Les inondations qui ont frappé la Suisse laissent des traces durables et mobilisent des efforts considérables de reconstruction. Cela s’étend sur plusieurs années et représente toujours un défi complexe mêlant enjeux environnementaux, économiques et sociaux.
En 2007, les habitants de Laufon ont été confrontés à une crue dévastatrice de la Birse, la rivière qui traverse cette commune de Bâle-Campagne. Les habitants se sont retrouvés avec de l’eau jusqu’à la poitrine. La première pierre du projet de réaménagement du fleuve a été posée la semaine dernière, 18 ans après la catastrophe.
Ce projet majeur vise à mieux protéger la population contre les futures inondations. « D’une part, le réaménagement de la Birse passe par la rénovation et la transformation de quatre ponts et passerelles. C’est l’un des principaux défis», explique Andrea Tschopp, porte-parole du département des travaux publics de Bâle. Campagne. Mais avant même le début des travaux, il a fallu convaincre de nombreux propriétaires fonciers de céder une partie de leurs terres. « Ce seul aspect a nécessité 200 contrats pour régler ces transferts. Et notre chef de projet a eu des discussions personnelles avec toutes les personnes impliquées.
Il s’agit de protéger la population.
Les travaux, prévus pour durer quatre ans, coûteront plus de 60 millions de francs, dont un tiers financé par la Confédération. Mais est-ce un investissement justifié pour une inondation qui se produit en moyenne tous les 30 ans ? “On peut se poser la question, mais il s’agit quand même de protéger la population”, répond Andrea Tschopp.
Le projet vise également à restaurer le milieu naturel et à améliorer la qualité de vie des habitants : « Nous allons redonner à la Birse son espace d’origine : c’est un investissement pour la nature. Nous créerons également davantage d’espaces verts à proximité de la vieille ville, et rapprocherons ainsi le logement, le travail et les loisirs », explique le porte-parole.
Des défis à relever dans toute la Suisse
Interrogé dans La Matinale, Joël Varidel, chef de section à la Direction générale vaudoise de l’environnement, souligne de son côté que l’urbanisation aggrave les risques d’inondation: «Nous avons construit de plus en plus près des cours d’eau, nous les avons aussi canalisés, donc nous avons réduit leur espace. Évidemment, cela a créé des situations d’inondation dans lesquelles nous avons dû intervenir par la suite pour protéger les habitations.

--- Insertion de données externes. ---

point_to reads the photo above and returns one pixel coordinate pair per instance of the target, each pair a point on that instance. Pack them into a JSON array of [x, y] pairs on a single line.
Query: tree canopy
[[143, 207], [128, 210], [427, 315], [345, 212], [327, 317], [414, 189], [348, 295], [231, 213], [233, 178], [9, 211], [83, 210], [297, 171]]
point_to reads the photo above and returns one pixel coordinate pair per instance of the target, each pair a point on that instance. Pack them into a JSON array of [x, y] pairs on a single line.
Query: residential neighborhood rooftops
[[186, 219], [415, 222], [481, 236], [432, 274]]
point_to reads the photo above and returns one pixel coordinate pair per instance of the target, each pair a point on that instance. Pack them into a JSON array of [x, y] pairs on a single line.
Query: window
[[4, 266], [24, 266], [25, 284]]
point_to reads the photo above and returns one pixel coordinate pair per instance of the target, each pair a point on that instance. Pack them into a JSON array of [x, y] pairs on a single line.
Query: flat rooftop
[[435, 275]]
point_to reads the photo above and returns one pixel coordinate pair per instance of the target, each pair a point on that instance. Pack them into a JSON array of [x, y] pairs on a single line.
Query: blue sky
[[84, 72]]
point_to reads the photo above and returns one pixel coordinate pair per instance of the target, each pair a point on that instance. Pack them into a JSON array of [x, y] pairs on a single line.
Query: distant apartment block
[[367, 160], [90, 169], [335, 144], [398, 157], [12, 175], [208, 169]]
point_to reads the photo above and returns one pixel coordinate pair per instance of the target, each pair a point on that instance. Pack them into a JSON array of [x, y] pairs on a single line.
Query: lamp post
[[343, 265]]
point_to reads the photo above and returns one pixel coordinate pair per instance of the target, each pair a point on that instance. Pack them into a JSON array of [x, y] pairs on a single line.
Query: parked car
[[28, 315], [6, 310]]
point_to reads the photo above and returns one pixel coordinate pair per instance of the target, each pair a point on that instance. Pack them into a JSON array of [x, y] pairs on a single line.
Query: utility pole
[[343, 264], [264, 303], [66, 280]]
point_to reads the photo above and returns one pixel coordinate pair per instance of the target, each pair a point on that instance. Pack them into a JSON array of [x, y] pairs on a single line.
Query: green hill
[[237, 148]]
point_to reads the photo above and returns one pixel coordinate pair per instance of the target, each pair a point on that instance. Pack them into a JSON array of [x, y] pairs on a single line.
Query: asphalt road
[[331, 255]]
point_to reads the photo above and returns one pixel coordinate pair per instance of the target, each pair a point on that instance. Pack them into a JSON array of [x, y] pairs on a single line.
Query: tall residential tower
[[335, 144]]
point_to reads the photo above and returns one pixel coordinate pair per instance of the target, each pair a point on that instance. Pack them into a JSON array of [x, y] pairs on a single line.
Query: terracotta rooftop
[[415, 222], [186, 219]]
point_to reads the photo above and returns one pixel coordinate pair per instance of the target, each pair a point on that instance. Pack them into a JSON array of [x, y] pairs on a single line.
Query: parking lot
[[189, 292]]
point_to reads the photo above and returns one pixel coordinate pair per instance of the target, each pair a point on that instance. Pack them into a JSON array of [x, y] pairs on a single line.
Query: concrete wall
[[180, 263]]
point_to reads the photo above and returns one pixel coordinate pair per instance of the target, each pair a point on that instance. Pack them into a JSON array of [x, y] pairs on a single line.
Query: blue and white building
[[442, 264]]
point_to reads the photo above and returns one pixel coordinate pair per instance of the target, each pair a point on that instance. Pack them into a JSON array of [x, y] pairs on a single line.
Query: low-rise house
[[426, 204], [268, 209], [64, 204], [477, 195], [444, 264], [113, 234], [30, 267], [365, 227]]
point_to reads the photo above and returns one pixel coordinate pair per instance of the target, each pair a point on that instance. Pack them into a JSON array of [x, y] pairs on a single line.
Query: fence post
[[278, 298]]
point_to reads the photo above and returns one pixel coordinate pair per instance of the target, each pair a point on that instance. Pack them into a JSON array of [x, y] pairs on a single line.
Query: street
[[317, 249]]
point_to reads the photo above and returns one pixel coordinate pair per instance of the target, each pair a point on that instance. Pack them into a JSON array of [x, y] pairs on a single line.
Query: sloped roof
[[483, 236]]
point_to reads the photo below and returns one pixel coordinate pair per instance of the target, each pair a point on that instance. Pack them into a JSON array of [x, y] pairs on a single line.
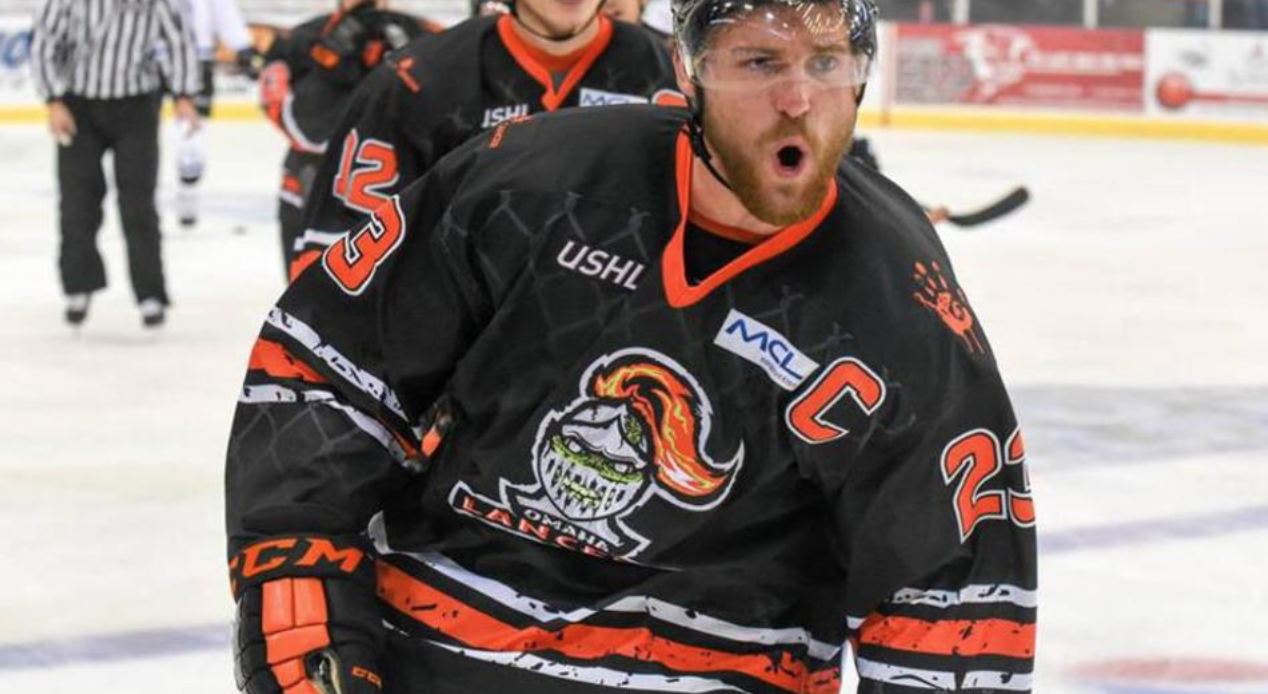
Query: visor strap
[[696, 131]]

Nous essayons plutôt de travailler sur des mesures en amont des villes, où nous prévoyons des décharges ou des herses qui retiennent une partie du transport, l’ensemble des matériaux transportés.
La protection des territoires urbains s’avère souvent délicate, comme en témoigne en juin 2024 la crue centennale qui a vu l’eau envahir les rues et les magasins de Morges.
-« Nous n’avons pas beaucoup de marge de manœuvre en matière d’élargissements ou d’aménagements. Nous essayons plutôt de travailler sur des mesures en amont des villes, où nous prévoyons des décharges ou des herses qui retiennent une partie du transport, tous les matériaux transportés par les crues ou encore des troncs d’arbres”, explique Joël Varidel.
« Nous avons alors « plus que de l’eau » à gérer dans les villes. On surélève alors un peu le haut des berges ou, exceptionnellement, on abaisse le niveau du lit », ajoute-t-il.
Une mise en œuvre longue et complexe
Le canton de Vaud mène actuellement cinq projets de protection, comme à Aigle, où des travaux sont en cours depuis 2018 pour sécuriser la Grande Eau.
Mais les délais restent longs : entre la planification et la mise en œuvre, il faut au moins 5 à 10 ans. Brienz, dans le canton de Berne, en est un exemple frappant. Après une inondation en août dernier, qui a pratiquement coupé le village en deux, il est prévu de détourner la rivière Milibach, mais les travaux ne débuteront pas avant 2028. En attendant, certains habitants n’ont toujours pas pu regagner leurs logements.
En Valais, la priorité reste aux travaux d’urgence pour rétablir le niveau de protection avant les intempéries. La situation est encore plus critique au Tessin, dans des zones escarpées et reculées comme la vallée de Lavizzara, où les dégâts sont considérables. Faute de ressources, seules des mesures temporaires ont été mises en place. A Bavona, la vallée voisine, les masses rocheuses déplacées par le mauvais temps ne sont même pas encore dégagées.
Les inondations en Suisse rappellent que la reconstruction est un processus à long terme, qui nécessite des investissements colossaux et une planification minutieuse. Chaque région doit trouver des solutions adaptées à ses contraintes géographiques et économiques pour prévenir de futures catastrophes.